I had hoped to write about the Moving Hearts Project in London as it happened, but it turns out I need recollection time to do that sort of thing, and that sort of time has been in short supply. Other kinds of blogging, including brief notes about my reading and perhaps a little translation, don’t have quite the same needs.
Today we visited the Capela dos Ossos (Chapel of Bones) attached to the Church of São Francisco in Evora, Portugal. The chapel was built in the 17th century, with walls and pillars covered with thousands of human bones, including skulls. It’s beautiful in an inner-city tattoo kind of way, but very creepy, especially when you realise that the bones were dug up from cemeteries connected to the church. The makers, however unthinkingly disrespectful to the graves they robbed, had pious intentions. The chapel is meant as an over-the-top memento mori.
A poem by Padre António da Ascenção Teles, a local parish priest in the mid 19th century, is displayed in the chapel to help us tourists understand the pious intent. (I’ve also included it, in Portuguese, at the end of this post.) It’s a sonnet, so how could I resist having a bash at a version (helped of course, since I don’t speak or read Portuguese, by the literal, non-rhyming English version also on display in the chapel, which you can see here). My title is the message carved in the stone over the entrance to the chapel.

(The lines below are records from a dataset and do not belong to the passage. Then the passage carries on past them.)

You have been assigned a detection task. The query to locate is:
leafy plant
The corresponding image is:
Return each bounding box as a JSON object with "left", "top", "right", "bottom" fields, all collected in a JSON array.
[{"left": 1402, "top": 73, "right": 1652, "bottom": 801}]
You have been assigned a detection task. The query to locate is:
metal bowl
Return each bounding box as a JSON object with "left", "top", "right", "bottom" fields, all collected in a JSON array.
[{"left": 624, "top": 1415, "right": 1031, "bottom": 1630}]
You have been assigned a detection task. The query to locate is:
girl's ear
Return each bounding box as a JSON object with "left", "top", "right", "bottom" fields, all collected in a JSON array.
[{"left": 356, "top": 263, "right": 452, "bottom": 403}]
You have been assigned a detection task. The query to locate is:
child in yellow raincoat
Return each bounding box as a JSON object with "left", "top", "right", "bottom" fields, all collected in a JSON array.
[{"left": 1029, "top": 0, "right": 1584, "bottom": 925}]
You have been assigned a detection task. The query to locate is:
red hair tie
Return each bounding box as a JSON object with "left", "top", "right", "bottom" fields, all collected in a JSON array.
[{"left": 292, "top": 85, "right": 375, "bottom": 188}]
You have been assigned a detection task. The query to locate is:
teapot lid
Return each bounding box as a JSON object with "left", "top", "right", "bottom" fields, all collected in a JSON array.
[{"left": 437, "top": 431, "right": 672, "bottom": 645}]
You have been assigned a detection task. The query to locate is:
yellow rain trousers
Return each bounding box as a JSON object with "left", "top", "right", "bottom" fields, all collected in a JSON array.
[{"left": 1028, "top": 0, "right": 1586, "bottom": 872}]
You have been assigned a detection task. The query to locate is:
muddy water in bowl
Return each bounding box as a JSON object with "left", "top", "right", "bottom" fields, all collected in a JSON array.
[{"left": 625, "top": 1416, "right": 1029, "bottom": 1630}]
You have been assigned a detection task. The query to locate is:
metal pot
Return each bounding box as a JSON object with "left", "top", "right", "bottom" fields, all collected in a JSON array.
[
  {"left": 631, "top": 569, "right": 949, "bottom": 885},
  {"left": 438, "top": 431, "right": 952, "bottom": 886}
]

Nos ossos qui aqui estamos pelos vossos esperamos / We bones who are here are waiting for yours Where are you rushing to, sightseer? Stop now. Ignore the guidebook's patter. Nothing that's in there can matter more than what you see right here. Billions have gone, no longer breathing, and you'll end pretty much the same. Ignore this? That would be a shame. For every life, death is a key thing. Shopping, selfies, news with noddies, tweets of Trump and deeds of Dutton: who remembers we're all bodies? Just look. These walls, though they're bizarre, can reset your attention button. Stop. Remember what you are.
The original, by Fr. António da Ascenção Teles:
Aonde vais, caminhante, acelerado? Pára...não prossigas mais avante; Negócio, não tens mais importante, Do que este, à tua vista apresentado. Recorda quantos desta vida têm passado, Reflecte em que terás fim semelhante, Que para meditar causa é bastante Terem todos mais nisto parado. Pondera, que influido d'essa sorte, Entre negociações do mundo tantas, Tão pouco consideras na morte; Porém, se os olhos aqui levantas, Pára ... porque em negócio deste porte, Quanto mais tu parares, mais adiantas.
Gosh. Can’t quite see anyone getting away with something similar nowadays…
Yes, Lisa, that’s pretty much my first thought! A friend has challenged my assumption that this was done thoughtlessly, saying that the chapel may have been built as a community thing. Maybe, but it seems much more likely to me that the friars just assumed that the community would support such a pious undertaking.
Is it possible that there were vestiges of an old religion that had a similar sort of rite? Like those animist places in Indonesia where they put the skeletons on display?
Maybe, but this feels very different from that, even from the 4th century catacombs we visited in Malta, where people were buried en masse, and walked on by later visitors.